Saturday was a beautiful, sunny early March day. And I spent it inside, at the 2013 JDRF Type 1 Diabetes Research Summit. As I mentioned in last Friday’s post, it was a day filled with lots of discussion and presentations on Artificial Pancreas development, islet cell research, and more. Also, a few brushes with D-celebrities. Many thanks to the local JDRF people who made this event happen. I don’t know how you did it with so few volunteers, but it was great.
Diving right in…
We were welcomed by Tad Wood, Executive Director of Maryland’s JDRF chapter, and a wicked bike rider. Look for him at the ride for a cure in Vermont later this year. Our moderator throughout the day was Miss America 1999 and fellow T1D Nicole Johnson, who stressed how cool it was that there were so many families in attendance (there was a separate children’s program). She talked about our “AHA” moments, and I suppose there were more than a few for some at this event.
Bill Parsons, JDRF International board member and chief of staff to congressman Chris Van Hollen of Maryland, gave the JDRF “Less Until None” speech. The idea is to systematically remove the burden of diabetes until a cure can be found. That means making diabetes less of a burden for patients, less invasive, with less complexity. That would be nice.

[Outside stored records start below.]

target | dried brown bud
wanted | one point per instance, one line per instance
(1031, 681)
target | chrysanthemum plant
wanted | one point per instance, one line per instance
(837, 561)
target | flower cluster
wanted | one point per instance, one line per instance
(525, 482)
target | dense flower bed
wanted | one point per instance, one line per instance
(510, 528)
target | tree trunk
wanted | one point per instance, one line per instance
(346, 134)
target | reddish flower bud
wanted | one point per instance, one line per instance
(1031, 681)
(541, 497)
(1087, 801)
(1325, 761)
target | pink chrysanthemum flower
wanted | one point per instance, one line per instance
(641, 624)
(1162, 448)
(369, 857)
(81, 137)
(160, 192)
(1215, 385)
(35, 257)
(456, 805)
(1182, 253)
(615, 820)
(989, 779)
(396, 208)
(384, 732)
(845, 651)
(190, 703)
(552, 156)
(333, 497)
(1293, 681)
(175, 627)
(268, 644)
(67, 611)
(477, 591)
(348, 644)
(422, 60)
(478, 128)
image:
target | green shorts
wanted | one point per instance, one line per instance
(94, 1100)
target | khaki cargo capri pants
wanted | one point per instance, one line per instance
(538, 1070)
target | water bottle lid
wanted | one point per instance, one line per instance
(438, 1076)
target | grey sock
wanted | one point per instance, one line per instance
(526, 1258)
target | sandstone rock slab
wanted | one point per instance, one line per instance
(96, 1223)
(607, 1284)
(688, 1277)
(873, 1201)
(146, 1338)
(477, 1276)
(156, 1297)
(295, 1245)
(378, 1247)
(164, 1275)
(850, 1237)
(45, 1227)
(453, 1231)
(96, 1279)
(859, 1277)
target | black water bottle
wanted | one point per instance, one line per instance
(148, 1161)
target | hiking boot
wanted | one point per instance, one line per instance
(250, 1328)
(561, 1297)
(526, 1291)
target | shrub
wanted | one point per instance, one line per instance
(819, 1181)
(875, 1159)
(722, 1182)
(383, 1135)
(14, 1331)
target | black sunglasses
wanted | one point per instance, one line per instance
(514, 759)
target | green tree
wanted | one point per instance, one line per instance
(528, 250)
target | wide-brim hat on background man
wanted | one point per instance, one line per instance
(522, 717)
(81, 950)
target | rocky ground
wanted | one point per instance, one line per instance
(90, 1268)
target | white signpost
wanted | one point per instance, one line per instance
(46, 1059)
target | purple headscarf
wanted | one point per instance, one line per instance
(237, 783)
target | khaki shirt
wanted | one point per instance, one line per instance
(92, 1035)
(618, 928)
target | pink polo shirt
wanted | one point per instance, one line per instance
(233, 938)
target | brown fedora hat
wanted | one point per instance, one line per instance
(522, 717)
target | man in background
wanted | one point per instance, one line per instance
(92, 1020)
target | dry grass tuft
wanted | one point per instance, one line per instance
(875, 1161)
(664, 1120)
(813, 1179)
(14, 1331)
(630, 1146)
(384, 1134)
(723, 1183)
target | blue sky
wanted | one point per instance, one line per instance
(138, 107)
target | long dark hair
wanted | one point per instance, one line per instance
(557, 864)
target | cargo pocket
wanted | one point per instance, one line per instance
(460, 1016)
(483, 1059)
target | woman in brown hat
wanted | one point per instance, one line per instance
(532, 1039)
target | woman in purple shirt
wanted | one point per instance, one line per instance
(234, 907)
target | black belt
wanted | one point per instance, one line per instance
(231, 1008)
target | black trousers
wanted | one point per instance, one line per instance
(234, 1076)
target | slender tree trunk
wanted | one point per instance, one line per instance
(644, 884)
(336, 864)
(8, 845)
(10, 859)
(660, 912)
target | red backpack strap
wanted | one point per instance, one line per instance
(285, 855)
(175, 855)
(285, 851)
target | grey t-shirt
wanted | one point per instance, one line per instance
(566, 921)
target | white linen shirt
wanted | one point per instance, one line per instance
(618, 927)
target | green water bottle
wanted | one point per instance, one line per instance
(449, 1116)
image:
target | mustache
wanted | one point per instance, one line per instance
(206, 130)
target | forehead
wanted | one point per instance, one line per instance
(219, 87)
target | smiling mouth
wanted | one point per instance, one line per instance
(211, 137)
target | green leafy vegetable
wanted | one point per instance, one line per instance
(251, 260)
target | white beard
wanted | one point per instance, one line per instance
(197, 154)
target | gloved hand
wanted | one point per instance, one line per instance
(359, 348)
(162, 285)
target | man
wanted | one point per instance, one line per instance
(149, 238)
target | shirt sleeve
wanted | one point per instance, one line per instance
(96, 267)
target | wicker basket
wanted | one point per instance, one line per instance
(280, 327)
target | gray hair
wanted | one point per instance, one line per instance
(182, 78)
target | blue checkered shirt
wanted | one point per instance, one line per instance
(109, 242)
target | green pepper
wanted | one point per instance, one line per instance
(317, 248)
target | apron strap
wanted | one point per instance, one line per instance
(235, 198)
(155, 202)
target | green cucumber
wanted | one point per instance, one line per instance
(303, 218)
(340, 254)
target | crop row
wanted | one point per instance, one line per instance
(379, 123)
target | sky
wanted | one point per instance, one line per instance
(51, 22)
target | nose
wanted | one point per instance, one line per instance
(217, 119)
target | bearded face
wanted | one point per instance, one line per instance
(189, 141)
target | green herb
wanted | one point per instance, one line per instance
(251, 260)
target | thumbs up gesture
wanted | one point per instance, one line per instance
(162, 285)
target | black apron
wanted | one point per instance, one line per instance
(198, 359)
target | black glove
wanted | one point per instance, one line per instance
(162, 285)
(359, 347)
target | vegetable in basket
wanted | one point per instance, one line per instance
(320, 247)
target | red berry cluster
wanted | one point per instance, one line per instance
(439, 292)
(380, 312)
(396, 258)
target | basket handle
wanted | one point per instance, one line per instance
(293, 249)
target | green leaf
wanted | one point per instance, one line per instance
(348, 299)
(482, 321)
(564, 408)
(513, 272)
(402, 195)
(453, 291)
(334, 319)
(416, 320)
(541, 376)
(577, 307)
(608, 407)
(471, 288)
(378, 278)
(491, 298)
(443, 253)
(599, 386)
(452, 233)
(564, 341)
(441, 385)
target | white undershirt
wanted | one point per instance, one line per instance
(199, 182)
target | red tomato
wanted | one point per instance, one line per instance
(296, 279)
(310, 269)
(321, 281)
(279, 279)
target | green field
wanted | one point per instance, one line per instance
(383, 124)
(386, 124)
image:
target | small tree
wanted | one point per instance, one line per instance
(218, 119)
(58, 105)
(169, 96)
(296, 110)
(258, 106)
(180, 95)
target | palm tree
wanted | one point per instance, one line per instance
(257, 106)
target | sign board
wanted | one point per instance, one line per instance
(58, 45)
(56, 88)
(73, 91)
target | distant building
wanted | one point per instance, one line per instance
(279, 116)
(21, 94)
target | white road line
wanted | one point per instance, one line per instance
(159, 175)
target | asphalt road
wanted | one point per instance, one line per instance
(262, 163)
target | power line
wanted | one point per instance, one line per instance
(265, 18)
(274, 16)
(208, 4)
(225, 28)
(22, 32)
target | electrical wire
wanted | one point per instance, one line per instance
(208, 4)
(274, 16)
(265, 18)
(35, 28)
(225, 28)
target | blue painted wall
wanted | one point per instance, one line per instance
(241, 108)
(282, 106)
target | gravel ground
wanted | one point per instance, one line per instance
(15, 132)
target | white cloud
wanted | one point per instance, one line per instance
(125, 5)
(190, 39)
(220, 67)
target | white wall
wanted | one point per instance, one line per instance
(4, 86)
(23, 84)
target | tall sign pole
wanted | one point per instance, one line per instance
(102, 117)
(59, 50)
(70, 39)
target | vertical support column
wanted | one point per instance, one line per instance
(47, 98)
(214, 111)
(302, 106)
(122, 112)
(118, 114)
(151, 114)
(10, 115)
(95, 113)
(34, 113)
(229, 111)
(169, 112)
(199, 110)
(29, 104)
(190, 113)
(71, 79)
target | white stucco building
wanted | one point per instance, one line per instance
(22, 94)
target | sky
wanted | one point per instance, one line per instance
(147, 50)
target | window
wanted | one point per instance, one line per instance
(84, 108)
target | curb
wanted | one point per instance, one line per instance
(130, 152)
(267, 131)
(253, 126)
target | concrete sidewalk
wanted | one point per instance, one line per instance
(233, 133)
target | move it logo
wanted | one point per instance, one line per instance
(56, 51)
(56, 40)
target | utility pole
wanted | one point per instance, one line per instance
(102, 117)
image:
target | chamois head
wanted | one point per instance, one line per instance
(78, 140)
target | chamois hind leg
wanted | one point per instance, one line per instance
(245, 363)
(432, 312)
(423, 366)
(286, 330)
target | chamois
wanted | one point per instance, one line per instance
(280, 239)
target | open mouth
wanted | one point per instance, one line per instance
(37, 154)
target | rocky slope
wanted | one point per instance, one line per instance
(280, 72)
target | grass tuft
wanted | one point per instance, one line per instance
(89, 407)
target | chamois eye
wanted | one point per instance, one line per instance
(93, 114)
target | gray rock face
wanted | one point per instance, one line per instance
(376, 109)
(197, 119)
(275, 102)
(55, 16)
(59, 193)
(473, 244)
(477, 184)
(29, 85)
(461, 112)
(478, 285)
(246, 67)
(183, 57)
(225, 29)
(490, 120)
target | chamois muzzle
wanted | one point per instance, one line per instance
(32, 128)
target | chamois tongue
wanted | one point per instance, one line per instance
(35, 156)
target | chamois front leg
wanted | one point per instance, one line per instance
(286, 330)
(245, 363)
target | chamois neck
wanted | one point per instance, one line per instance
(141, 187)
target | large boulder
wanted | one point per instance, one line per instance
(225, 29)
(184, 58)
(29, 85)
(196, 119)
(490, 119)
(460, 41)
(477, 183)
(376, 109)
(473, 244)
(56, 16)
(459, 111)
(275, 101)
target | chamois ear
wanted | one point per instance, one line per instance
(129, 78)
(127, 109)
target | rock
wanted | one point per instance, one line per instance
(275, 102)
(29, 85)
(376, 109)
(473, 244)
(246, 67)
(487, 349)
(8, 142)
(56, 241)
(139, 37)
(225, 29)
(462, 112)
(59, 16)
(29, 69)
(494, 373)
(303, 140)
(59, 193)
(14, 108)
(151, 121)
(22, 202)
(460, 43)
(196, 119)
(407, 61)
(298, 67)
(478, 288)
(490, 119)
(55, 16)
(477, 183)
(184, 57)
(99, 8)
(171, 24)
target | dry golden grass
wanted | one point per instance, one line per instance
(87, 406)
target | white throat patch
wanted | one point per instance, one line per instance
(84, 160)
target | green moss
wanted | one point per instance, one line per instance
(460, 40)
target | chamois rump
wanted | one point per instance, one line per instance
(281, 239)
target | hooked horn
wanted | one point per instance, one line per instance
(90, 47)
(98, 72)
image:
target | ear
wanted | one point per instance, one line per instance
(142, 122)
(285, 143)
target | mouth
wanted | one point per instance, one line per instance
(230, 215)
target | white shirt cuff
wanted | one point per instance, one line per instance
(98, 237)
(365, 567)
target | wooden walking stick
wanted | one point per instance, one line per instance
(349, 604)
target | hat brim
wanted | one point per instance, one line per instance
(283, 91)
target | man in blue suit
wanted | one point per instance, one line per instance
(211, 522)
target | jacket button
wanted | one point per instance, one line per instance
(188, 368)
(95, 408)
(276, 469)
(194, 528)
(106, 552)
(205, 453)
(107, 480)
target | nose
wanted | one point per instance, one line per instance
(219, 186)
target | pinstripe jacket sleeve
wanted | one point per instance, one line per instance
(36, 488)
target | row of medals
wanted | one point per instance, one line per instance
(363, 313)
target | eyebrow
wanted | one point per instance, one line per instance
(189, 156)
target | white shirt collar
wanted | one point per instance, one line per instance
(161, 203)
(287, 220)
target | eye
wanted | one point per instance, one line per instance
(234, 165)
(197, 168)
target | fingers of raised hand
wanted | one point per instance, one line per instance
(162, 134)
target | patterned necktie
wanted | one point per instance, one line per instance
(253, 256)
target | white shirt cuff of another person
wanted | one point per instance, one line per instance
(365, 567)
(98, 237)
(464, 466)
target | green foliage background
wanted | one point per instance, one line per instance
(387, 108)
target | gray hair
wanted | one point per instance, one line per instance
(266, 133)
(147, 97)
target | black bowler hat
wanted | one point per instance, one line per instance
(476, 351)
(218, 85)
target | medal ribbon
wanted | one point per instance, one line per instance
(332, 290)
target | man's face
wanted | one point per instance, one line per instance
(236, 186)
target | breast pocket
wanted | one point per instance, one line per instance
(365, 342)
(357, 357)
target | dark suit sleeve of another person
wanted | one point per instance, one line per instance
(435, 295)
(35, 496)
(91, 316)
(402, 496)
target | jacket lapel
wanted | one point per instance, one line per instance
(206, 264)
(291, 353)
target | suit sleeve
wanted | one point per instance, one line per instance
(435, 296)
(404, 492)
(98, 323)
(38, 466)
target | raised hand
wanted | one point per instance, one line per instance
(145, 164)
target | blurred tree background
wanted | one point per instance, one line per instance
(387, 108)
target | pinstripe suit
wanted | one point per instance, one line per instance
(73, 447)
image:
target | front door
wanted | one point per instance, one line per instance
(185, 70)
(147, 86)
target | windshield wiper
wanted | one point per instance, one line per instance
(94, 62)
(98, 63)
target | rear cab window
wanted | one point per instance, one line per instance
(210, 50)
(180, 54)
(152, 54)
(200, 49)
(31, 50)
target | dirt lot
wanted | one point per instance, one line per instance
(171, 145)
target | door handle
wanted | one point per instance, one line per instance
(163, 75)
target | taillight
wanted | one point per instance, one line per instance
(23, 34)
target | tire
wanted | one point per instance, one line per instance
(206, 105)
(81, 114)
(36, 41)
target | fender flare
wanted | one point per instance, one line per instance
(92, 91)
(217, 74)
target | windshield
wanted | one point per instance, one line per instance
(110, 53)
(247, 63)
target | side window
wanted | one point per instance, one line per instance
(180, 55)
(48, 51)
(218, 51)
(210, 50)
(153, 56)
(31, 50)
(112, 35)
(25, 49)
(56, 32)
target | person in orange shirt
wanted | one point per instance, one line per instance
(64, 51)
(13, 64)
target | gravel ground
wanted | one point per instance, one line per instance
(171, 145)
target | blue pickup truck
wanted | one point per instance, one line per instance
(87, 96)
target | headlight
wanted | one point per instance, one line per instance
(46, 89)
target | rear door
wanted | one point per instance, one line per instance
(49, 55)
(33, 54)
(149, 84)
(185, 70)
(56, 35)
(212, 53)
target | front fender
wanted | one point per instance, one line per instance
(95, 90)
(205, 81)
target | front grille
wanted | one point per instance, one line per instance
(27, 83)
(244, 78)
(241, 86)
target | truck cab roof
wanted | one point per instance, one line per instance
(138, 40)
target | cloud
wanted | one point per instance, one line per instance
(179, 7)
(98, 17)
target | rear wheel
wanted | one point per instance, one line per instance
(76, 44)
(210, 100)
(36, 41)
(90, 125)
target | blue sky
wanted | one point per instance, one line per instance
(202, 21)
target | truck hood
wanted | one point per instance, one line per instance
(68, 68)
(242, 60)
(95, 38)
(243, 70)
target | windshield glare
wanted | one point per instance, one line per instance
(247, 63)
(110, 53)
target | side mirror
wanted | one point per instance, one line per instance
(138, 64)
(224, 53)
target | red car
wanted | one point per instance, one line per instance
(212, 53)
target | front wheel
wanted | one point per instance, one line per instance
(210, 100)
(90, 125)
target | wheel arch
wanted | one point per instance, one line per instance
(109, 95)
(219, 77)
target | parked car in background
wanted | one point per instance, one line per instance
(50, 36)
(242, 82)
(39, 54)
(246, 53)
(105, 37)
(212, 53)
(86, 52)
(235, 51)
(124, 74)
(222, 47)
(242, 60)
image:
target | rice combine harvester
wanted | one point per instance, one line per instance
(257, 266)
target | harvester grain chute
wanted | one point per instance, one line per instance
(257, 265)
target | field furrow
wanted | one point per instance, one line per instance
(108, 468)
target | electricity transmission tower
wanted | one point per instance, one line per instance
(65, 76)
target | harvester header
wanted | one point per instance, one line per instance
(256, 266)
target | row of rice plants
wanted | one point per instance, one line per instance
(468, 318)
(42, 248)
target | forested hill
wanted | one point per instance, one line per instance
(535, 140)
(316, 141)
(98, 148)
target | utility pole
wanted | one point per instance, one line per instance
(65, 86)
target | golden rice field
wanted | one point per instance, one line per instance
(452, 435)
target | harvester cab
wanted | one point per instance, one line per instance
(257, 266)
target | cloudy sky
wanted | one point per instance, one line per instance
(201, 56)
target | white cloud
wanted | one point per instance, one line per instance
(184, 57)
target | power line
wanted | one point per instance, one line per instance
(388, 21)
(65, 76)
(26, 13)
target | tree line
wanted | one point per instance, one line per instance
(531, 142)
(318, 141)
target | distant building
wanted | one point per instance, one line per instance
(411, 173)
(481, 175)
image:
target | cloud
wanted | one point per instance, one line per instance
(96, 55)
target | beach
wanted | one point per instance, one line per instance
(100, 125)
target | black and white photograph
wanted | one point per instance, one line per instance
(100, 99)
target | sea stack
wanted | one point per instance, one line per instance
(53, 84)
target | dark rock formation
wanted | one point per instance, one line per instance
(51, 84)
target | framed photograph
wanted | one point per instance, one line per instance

Next up was the Artificial Pancreas team from the Center for Diabetes Technology at the University of Virginia. They covered a lot of the ground that I’ve already covered in this space (click here for more). What was really interesting to me were two things: One, I enjoyed looking around the room and watching the look on people’s faces when it clicked and they finally understood what all this Artificial Pancreas stuff meant. Two, the part about the remote monitoring that I wrote about in this post. When parents saw this, there was an immediate reaction. In short, parents want this like now. Later, at the question and answer session with the panelists, they were asked if they had contemplated releasing the remote monitoring prior to any AP approval. It wasn’t said, but I’m thinking this is not happening right now, even though it would be great. First, for it to work the way it’s designed right now, it requires an AP device, which hasn’t been approved yet. But, I’m wondering… could there be an app for that in the future? In other words, the CGM data uploads to an app on your mobile phone in real time, and the information is made available in a secure way through mobile technology. In theory, it sounds doable to me, but it would also require resources from the AP project to work on this piece alone. My guess is that JDRF is not funding something like that right now, but again, it would be great.
Also included was a talk from clinical nurse trial coordinator Molly McElwee, another Type 1 who spoke about her own experiences working on the project. She spoke about her worst day with diabetes (she described her talk as her own “Diabetes Naked”, in front of everyone). She took the low she experienced from that day, her pump and CGM data, and they put it through an AP algorithm at the center. In the algorithm, she would have received an alarm 37.2 minutes prior to hitting the 70 mg/dL mark, telling her she was trending down quickly. How cool is that?
Now, let’s get into islet cell talk. Chris Newgard, PhD, spoke with a great deal of passion about the research that’s being done to both discover why islet cells die in people with Type 1 Diabetes, and why it’s been so difficult to figure out how to successfully implant islet cells and make them expand. He feels they’re getting closer, and there are a few possible ideas being investigated. Including something that looks a lot to me like the BioHub thing that everyone was complaining about last week. I have my doubts, frankly… but even if islet cell transplantation or expansion of functional cells doesn’t happen, they’re still learning an awful lot about this important aspect of Type 1 Diabetes.
All right… I can see that this is getting long already. So there will have to be a part 2, hopefully tomorrow. So much to share with you.